Each cat of my household, each life in existence, is its own story, its own novel, its own television series. Some are comedies, some are tragedies, some are mixtures. Many are badly written, some have no plot at all, while others are popular, hits or bestsellers. Each of my cats is a character - in several meanings of the word - and I want to enjoy them season after season. But the star of the show is gone.

12 comments:

  1. Some cats are truly special and unique, Tungsten sounds like she was one of them. They take a piece of our hearts with them when they pass. Purrs for your grieving heart.

    ReplyDelete
  2. that is a wonderful description of the loss of each character in our lives.....

    ReplyDelete
  3. Yes.
    Oh yes I completely understand.
    I would not have believed anyone 2 years ago if you told me that the intensity of the pain I felt and the sheer agony of absence would ever dissipate. But it does. It morphs and changes and everyone has different experiences with how it does. I so needed to keep Abby alive and for her not to be forgotten. But I finally have reached a point where it is most important only to me, and although it brings me sadness to know that so many will never know her and how special she was, it is only now for me to carry that inside until ... and I believe I will... until I hold her again forever.

    Your analogy is so true. The star has gone, and that is something that is irreplaceable.

    (hugs)

    ReplyDelete
    Replies
    1. That's how I feel sometimes. I want everyone to know about this wonderful cat. We're lucky in a way that we can write about our friends in our blogs. It's another way they can live on.

      Delete
  4. Lots of purrs from us as you continue to grieve Tungsten's passing. We like to be fanciful and think that perhaps she's directing the show from offstage now.

    Peace.

    ReplyDelete
  5. John, it does take time....

    and for being such small creatures, they fill such a vast space...home....

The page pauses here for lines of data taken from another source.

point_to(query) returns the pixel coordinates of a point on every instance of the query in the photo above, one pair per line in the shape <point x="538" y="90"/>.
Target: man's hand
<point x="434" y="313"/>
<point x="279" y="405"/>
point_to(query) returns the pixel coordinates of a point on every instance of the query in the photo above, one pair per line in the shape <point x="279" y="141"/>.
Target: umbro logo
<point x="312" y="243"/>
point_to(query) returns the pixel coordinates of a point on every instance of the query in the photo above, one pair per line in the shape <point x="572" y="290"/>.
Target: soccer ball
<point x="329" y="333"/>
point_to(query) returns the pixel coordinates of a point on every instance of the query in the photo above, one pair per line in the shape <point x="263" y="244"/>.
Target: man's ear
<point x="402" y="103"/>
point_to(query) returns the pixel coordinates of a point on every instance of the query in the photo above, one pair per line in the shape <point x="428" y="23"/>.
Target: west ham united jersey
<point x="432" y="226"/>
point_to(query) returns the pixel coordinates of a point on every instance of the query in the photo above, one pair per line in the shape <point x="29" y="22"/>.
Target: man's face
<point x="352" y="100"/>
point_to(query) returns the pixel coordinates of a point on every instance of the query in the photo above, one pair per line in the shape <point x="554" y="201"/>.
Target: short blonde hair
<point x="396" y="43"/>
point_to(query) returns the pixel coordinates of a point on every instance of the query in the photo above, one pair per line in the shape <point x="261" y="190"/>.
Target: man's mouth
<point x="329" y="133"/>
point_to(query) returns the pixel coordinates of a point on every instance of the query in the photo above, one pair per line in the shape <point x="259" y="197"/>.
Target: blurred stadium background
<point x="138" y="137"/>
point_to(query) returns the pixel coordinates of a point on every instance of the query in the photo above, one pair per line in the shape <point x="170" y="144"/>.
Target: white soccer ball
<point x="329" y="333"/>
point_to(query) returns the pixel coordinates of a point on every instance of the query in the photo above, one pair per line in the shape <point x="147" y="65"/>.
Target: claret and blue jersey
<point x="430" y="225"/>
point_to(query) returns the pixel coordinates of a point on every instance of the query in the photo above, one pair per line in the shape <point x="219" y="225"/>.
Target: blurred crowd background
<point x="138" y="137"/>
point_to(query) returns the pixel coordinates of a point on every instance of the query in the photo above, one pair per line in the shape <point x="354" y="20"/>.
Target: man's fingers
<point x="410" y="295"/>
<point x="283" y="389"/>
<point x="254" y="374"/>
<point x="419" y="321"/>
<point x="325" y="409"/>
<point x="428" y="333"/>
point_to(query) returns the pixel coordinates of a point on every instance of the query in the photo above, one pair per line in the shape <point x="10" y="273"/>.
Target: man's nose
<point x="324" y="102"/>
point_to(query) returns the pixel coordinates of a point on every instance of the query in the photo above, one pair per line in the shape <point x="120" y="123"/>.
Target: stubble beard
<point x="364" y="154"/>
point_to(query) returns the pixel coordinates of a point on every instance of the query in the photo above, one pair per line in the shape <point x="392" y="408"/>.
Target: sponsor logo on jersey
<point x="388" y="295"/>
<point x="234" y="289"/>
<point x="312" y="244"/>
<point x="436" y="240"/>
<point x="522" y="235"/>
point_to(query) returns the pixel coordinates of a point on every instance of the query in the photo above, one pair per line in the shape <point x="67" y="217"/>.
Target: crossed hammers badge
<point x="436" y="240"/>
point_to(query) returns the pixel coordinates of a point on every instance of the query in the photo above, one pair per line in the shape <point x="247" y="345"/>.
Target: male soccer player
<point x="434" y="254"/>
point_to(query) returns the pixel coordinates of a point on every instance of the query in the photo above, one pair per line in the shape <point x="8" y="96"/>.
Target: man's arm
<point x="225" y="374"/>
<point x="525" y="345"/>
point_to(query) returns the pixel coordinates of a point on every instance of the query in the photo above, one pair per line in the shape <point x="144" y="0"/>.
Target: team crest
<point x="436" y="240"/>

    I am a firm believer that they are never truly...gone.....they've just moved ta another address; one we can't physically see...

    tungsten will make her presence known, in her own way, when you least expect it, and I hope it brings you comfort in the knowing she's closer than you think, and she always will be ♥

    ReplyDelete
  6. She was obviously a very special Cat whose spirit and personality were far bigger than her tiny being. She can't be replaced but with time the others' spirits will grow to equal hers in their own ways. It must be so terribly hard knowing she is no longer with you. From Eileen and Jessica

    ReplyDelete
  7. It's such a personal loss to lose a beloved cat.Only time will help the sadness move on and the appreciation for just having the opportunity to love her to settle in. You're in my thoughts, John. Hugs, Deb

    ReplyDelete
  8. Sometimes we don't know until they have gone how much they mean to us and how big the hole is in our lives! It is something I dread, but know it will come! You are very eloquent, John and put your feelings so well. Hugs to you.

    ReplyDelete
  9. I do understand what you are saying. The gap left by a much loved cat can never be filled and the emptiness is always there, but in time we learn to cope with the loss. It doesn't mean it goes away, we just cope. I made Friday Eric's Day on the blog because I want to keep his memory alive for all who want to see him. I don't know if that is right or wrong, but it is what I want to do.

    ReplyDelete
    Replies
    1. I think it's very good to remember Eric with his own day. He was a remarkable cat and good friend. Let your memories of him live on.

      Delete
  10. Yep, it's so darn tough to deal with but fortunately the love and happy memories never leave us.